梅雨将临未临的傍晚,苏琪踩着高跟鞋踏入梧桐巷17号时,墙根青苔正渗出阴湿的寒气。房东李德昌布满老年斑的手掌摩挲着黄铜钥匙串,突然抓住她的行李箱拉杆:"苏小姐确定要租?这屋子...通风好。"他布满血丝的眼球几乎贴到她脸上,呼吸间带着腐朽的檀香味。


阁楼木地板在她搬入当晚就渗出古怪的黏液。苏琪用纸巾擦拭时,淡黄色液体竟在纸巾上洇出人脸轮廓。当第一道惊雷劈开雨幕,她惊恐地发现飘窗台面上赫然浮现三枚泥脚印——脚趾朝内,像是有人倒立着从天花板走下来。


"这是防潮剂。"次晨出现的邻居陈阿婆递来油纸包,枯枝般的手指突然扣住她手腕,"林家小姐的怨气,得用血浸的桃木镇着。"老人浑浊的眼白转向墙角红伞,伞骨在晨光中投下蛛网状阴影,苏琪这才发现伞柄缠着褪色的姻缘绳。
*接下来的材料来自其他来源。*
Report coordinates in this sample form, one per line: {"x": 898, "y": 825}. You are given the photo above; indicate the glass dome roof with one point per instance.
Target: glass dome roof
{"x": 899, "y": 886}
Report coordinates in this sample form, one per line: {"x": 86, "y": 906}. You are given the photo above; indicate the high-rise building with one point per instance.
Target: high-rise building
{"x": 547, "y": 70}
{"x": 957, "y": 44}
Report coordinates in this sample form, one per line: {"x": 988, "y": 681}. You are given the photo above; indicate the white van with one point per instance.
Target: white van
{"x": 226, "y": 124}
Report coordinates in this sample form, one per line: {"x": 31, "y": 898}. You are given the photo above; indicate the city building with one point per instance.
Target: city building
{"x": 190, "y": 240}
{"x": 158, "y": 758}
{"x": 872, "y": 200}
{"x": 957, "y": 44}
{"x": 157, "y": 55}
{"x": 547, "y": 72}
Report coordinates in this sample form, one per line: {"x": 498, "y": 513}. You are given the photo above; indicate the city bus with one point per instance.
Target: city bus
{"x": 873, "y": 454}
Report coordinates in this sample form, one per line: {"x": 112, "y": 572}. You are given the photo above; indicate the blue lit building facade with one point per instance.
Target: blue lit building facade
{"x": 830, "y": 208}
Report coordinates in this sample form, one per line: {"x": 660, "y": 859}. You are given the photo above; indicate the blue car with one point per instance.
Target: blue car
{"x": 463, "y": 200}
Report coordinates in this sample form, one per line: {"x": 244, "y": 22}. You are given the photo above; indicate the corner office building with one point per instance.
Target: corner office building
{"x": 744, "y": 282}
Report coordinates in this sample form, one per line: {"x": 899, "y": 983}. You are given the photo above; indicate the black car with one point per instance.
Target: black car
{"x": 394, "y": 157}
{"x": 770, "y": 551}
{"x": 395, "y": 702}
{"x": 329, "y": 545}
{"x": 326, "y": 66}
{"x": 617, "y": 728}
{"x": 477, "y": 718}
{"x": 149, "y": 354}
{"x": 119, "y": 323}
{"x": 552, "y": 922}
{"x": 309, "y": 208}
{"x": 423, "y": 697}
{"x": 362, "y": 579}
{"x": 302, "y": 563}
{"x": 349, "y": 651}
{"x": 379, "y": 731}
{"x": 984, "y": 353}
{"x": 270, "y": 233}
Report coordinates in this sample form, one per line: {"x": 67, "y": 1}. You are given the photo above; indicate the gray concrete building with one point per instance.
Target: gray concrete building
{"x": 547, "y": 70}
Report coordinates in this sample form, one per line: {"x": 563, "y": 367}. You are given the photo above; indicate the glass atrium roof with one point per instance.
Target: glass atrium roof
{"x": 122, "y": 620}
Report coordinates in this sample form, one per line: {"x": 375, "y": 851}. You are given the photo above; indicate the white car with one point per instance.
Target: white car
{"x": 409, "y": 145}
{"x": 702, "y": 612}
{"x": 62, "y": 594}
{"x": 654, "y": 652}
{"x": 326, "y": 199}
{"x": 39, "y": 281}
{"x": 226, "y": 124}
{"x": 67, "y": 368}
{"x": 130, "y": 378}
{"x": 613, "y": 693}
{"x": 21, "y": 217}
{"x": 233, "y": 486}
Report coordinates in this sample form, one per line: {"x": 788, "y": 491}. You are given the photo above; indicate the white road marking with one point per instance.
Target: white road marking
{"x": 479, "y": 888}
深夜两点,伞架突然发出齿轮转动的咔嗒声。苏琪惊醒时,红绸伞面正在月光下缓缓旋转,伞骨投影如牢笼罩住她全身。手机自动播放起戏曲唱段:"良辰美景奈何天,七尺红绫断魂线......"


殡葬店玻璃柜里的锡箔元宝泛着冷光,苏琪望着手中发脆的《青塘镇志》,1943年条目页沾着可疑的褐色污渍:"林氏绸缎庄独女月容,配冥婚于七月初七,送葬队行至乱葬岗遇山洪,棺椁不知所踪。"


"姑娘,买块犀角香吧?"满脸褶子的店主刀疤刘突然凑近,缺了无名指的右手敲打柜台,"那红伞的桐油味,盖不住裹尸布的尸蜡味。"他脖颈处的刺青随吞咽动作蠕动——是半截洛阳铲图案。


当苏琪退后撞翻纸扎人偶,惨白的童男眼眶里突然滚出两枚铜钱。刀疤刘弯腰拾取时,后颈衣领下滑露出三道新鲜抓痕,暗红结痂的伤口边缘泛着青紫。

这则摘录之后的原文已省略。